When I’m outside of the will of God, things don’t fit, because life is like a jigsaw puzzle.  There’s a little piece here and there’s a little piece there, and a little piece yonder.  Every old day is a piece, and when I’m outside of the will of God, it doesn’t fit; like a great building, and the blocks are numbered, but I don’t have it right and it doesn’t fit.

And another thing, when you’re outside of the will of God, every providence that overtakes you is a sign and a knocking that you’re not doing right.  When you’re in the will of God, every trial that comes to you will be just like a testing to see if you are really committed, if you are really serious.  But when you’re outside of the will of God every providence that overwhelms you is a sign to you that you’re not right with the Almighty.  It is the most enervating, debilitating way to live in the earth, because you live defeated all the days of your life. 

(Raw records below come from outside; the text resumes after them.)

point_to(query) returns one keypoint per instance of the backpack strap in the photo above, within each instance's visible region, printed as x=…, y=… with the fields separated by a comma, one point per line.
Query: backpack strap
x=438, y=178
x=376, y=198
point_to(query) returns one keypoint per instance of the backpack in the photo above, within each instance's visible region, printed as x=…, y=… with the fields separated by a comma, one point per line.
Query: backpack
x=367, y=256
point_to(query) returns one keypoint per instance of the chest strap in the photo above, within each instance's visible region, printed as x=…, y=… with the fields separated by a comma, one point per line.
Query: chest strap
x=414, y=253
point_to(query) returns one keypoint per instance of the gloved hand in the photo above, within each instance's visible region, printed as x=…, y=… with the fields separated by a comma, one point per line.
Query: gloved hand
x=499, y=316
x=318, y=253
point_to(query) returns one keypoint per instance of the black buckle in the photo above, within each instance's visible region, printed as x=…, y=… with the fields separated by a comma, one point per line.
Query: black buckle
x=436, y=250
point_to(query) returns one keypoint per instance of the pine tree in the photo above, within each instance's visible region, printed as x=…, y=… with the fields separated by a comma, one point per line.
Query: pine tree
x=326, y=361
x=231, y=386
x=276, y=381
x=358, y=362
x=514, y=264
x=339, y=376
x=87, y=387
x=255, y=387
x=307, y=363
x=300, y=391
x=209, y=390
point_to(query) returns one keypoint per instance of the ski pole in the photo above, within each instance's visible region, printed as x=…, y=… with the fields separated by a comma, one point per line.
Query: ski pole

All right, the reverse, when you’re in the will of God: when you’re in the will of God, ah what God does with you.  It is wonderful.  It is marvelous, it is glorious.  The most miraculous thing I think is spiritual history is the conversion of that entire city under the preaching of Jonah.  A heathen, Assyrian capital and they all turned to the Lord.  The king came down from his throne and sat in sackcloth and ashes.  And even the beasts of the town were covered with sackcloth [Jonah 3:6-8].  The people cried mightily unto God.  Every man turned from his evil way, all through the testimony of one man [Jonah 3:4-10].  And you know when you’re in the will of God, what God will do with you; He will use you to bring other people to the knowledge of the Lord.  Never fails, never fails, never fails. 

 

My thought is now for the souls of men

I have lost my life to find it again

Ere since one day in a quiet place,

I met the Master face to face.

[from “I Met My Master,” author unknown]

When you give your life to the will of God, God is going to use you and bless you.  He will bring others to the knowledge of the Lord through you, people I could never reach; folks nobody but you could bring to the knowledge of Jesus.  Well, bless us as we walk in the way, expecting the remembrance and benediction of heaven upon us.

Now Lee Roy, let’s sing us a song.  And while we sing that song, somebody you, give himself in faith to Jesus [Romans 10:8-13], come and stand by me.  Or a couple you, or a family you, or just you, on the first note of the first stanza, into that aisle and down here to the front, come and stand by me.  “Pastor, I give you my hand.  I give my heart to the Lord.”  Or, “Pastor, today we’re putting our lives in prayer and service to the blessed Jesus by your side in this wonderful church” [Hebrews 10:24-25].  On the first note of the first stanza, come.  God bless you in the way, while we stand and while we sing.